En esta crisis global, acéfala, democrática e incierta, el miedo no se combate ni se procura erradicar de plano, sino que urge transitar por él y, en definitiva, se gestiona comunicacionalmente. Tenemos el caso de autoridades políticas, económicas y organizacionales que, en una falsa actitud paternalista, han procurado extirpar el miedo al coronavirus, lo que deriva en una falsa sensación de seguridad cuyos efectos ya son conocidos por todos. Y contamos además con ejemplos de autoridades que han optado por infundir el miedo en sus comunidades y organizaciones, lo que genera reacciones aún más nefastas de parte de los individuos.

Comunicacionalmente el miedo debe gestionarse, al punto que las comunidades que se lideren puedan transitar entre dos extremos tremendamente peligrosos en época de pandemia: la temeridad y la cobardía. En definitiva, el miedo debe ser administrado estratégicamente en esta crisis de características únicas. Lo anterior deben entenderlo autoridades globales, nacionales, locales, organizacionales y, por supuesto, familiares.
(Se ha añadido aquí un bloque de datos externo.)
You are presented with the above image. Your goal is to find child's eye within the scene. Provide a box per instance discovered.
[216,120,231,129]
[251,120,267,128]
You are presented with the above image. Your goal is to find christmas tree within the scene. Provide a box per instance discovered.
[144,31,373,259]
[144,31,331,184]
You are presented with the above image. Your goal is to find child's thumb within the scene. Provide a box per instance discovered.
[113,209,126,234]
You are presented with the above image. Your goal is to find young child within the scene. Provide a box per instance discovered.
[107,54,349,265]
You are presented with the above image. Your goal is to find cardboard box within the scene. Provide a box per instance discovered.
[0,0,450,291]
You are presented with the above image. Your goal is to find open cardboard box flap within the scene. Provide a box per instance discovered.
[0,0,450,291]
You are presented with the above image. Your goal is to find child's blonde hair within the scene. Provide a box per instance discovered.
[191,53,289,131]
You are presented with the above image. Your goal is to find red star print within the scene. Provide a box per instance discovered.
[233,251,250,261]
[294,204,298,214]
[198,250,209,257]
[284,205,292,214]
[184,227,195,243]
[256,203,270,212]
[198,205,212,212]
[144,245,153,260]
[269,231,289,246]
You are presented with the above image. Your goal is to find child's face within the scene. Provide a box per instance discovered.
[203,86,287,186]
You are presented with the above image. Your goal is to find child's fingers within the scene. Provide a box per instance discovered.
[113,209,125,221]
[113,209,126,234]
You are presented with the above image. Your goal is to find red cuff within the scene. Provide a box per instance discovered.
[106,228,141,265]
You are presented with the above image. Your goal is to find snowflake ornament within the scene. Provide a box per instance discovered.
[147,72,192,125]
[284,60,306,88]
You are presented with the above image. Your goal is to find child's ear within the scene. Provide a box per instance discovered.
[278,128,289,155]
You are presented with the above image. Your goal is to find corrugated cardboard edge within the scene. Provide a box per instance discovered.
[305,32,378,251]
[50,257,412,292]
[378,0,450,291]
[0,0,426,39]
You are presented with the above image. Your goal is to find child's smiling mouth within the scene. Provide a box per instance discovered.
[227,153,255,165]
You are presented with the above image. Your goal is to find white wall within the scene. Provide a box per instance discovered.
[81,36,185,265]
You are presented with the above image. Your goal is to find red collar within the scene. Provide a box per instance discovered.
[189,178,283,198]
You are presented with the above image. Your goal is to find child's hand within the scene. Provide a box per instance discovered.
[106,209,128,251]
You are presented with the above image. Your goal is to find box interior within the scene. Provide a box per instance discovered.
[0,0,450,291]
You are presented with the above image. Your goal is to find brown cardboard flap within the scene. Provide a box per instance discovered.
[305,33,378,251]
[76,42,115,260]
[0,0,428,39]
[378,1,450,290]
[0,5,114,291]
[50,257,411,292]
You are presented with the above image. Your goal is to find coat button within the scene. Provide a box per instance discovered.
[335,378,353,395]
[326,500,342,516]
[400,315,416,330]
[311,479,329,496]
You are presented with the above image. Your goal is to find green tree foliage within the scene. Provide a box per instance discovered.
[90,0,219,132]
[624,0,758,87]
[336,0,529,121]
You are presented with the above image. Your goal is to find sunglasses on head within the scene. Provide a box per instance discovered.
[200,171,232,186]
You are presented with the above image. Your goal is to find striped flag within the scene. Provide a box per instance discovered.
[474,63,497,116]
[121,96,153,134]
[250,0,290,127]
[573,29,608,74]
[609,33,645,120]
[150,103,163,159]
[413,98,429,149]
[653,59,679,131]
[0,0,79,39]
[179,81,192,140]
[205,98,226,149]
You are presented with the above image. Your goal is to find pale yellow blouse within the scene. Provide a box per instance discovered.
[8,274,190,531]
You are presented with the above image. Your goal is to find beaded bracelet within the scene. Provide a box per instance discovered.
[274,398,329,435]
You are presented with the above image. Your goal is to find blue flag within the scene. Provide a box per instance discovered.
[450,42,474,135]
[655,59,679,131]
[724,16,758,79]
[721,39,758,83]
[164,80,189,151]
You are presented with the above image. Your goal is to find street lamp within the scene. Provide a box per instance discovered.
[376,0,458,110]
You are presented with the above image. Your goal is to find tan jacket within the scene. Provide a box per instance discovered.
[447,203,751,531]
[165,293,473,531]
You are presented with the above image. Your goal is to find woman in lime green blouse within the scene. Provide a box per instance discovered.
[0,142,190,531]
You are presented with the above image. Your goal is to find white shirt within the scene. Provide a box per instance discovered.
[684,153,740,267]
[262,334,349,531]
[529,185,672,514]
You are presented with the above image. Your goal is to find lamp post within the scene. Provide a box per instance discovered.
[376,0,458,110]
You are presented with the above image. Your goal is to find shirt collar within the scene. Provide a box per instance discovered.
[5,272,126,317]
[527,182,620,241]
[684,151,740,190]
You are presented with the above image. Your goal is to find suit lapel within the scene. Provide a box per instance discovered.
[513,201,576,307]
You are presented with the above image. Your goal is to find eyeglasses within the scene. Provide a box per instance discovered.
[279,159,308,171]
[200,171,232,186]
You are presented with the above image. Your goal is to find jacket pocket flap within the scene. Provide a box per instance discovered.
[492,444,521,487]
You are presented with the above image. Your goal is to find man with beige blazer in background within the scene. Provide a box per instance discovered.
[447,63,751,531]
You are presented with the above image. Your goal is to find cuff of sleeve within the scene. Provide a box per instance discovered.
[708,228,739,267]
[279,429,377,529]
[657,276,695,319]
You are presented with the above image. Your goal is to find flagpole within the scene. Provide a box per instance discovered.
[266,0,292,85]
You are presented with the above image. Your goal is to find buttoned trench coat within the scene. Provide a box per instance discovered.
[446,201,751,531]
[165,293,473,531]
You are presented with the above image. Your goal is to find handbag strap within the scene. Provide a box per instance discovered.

Ahora bien, la comunicación de una crisis como la pandemia, en un momento en el que se mezclan informaciones buenas – como un exitoso proceso de vacunación – y malas – pick de contagio y saturación hospitalaria – debe realizarse con claridad, humildad y transparencia, pero al mismo tiempo con altas dosis de empatía y serenidad. Siempre gestionando – nunca quitando ni exacerbando – el miedo endémico que conlleva el virus.

En ese sentido, las autoridades de todo tipo deben procurar construir narrativas, que no son más que manejo de emociones como el miedo, que generen cuotas exactas de tranquilidad y alerta en los públicos a los que se dirigen. Hoy es el tiempo de relatos que inspiren el modo adecuado de transitar por la pandemia como país, ciudad, municipio, barrio, organización y familia.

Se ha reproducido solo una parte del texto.